Historical population
| Census | Pop. | Note | %± |
| 1910 | 257 |  | — |
| 1920 | 221 |  | −14.0% |
| 1930 | 138 |  | −37.6% |
| 1940 | 140 |  | 1.4% |
| 1950 | 163 |  | 16.4% |
| 1960 | 190 |  | 16.6% |
| 1970 | 258 |  | 35.8% |
| 1980 | 259 |  | 0.4% |
| 1990 | 253 |  | −2.3% |
| 2000 | 245 |  | −3.2% |
| 2010 | 205 |  | −16.3% |
| 2020 | 218 |  | 6.3% |
U.S. Decennial Census

===2010 census===
As of the census of 2010, there were 205 people, 92 households, and 63 families residing in the village. The population density was 1863.6 PD/sqmi. There were 105 housing units at an average density of 954.5 /sqmi. The racial makeup of the village was 93.2% White, 0.5% Asian, 0.5% from other races, and 5.9% from two or more races. Hispanic or Latino of any race were 1.0% of the population.

There were 92 households, of which 23.9% had children under the age of 18 living with them, 55.4% were married couples living together, 9.8% had a female householder with no husband present, 3.3% had a male householder with no wife present, and 31.5% were non-families. 30.4% of all households were made up of individuals, and 14.2% had someone living alone who was 65 years of age or older. The average household size was 2.23 and the average family size was 2.76.

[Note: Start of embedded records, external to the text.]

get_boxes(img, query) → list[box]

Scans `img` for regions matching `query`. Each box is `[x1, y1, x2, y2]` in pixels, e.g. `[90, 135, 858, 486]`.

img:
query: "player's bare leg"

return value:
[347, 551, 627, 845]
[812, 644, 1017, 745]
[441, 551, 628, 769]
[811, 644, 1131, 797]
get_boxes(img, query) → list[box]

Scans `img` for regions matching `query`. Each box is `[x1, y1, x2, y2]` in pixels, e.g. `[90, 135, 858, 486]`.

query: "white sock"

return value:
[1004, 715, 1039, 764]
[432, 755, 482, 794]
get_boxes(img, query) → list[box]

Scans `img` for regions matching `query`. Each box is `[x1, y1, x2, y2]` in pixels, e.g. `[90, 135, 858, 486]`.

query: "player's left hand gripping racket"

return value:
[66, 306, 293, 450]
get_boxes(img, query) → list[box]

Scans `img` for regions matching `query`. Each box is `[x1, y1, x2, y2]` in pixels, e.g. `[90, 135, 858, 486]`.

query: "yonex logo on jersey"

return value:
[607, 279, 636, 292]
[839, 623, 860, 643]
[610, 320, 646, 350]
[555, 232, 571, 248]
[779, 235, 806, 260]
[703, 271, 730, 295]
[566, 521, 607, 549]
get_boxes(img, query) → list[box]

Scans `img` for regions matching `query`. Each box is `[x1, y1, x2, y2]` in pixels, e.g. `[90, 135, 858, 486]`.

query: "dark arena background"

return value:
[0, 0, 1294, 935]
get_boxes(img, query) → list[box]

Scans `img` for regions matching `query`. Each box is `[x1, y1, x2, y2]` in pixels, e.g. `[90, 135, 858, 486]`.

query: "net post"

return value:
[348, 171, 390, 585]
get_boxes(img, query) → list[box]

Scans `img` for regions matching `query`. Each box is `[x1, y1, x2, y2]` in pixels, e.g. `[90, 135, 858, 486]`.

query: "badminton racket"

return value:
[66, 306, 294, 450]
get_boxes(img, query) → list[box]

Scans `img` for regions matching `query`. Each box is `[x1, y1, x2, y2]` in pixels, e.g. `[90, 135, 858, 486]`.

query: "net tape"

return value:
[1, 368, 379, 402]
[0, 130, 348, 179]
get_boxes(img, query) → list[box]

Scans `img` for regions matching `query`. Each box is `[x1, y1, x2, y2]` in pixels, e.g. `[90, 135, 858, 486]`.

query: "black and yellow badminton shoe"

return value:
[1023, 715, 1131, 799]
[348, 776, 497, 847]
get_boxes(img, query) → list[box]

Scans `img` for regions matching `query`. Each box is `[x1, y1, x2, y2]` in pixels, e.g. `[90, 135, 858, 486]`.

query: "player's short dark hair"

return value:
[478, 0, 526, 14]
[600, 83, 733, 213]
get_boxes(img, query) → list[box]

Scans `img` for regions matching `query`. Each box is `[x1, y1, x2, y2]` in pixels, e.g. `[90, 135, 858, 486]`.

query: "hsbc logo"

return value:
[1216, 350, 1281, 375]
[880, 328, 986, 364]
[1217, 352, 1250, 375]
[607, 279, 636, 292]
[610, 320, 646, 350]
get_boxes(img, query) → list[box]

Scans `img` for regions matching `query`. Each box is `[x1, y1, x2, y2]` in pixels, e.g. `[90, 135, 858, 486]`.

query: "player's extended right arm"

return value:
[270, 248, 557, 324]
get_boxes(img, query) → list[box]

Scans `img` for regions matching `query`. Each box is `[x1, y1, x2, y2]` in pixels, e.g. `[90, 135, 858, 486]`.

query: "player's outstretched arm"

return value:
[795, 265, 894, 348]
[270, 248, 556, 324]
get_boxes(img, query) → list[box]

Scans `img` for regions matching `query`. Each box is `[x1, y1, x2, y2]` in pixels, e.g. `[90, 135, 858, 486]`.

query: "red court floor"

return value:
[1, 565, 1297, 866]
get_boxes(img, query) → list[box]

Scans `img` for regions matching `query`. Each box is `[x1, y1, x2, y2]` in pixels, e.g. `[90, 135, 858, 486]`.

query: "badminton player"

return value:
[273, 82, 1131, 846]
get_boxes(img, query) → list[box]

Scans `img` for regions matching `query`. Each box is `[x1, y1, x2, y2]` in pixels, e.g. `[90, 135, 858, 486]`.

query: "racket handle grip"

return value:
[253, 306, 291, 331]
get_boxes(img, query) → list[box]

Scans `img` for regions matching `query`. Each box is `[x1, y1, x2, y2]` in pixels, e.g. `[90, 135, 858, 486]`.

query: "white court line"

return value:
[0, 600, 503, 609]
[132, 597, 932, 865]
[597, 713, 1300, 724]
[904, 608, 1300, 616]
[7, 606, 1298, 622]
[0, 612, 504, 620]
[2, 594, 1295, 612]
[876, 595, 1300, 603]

The median age in the village was 41.3 years. 22% of residents were under the age of 18; 6.8% were between the ages of 18 and 24; 24.4% were from 25 to 44; 28.2% were from 45 to 64; and 18.5% were 65 years of age or older. The gender makeup of the village was 50.2% male and 49.8% female.

===2000 census===
As of the census of 2000, there were 245 people, 105 households, and 72 families residing in the village. The population density was 2,830.4 PD/sqmi. There were 111 housing units at an average density of 1,282.4 /sqmi. The racial makeup of the village was 97.96% White, 1.22% Native American, and 0.82% from two or more races. Hispanic or Latino of any race were 0.82% of the population.

There were 105 households, out of which 27.6% had children under the age of 18 living with them, 61.9% were married couples living together, 3.8% had a female householder with no husband present, and 30.5% were non-families. 20.0% of all households were made up of individuals, and 7.6% had someone living alone who was 65 years of age or older. The average household size was 2.33 and the average family size was 2.73.

In the village, the population was spread out, with 18.8% under the age of 18, 9.4% from 18 to 24, 29.8% from 25 to 44, 29.0% from 45 to 64, and 13.1% who were 65 years of age or older. The median age was 38 years. For every 100 females, there were 107.6 males. For every 100 females age 18 and over, there were 107.3 males.

As of 2000 the median income for a household in the village was $43,438, and the median income for a family was $48,958. Males had a median income of $27,500 versus $26,250 for females. The per capita income for the village was $20,190. About 4.1% of families and 4.5% of the population were below the poverty line, including 13.2% of those under the age of eighteen and none of those 65 or over.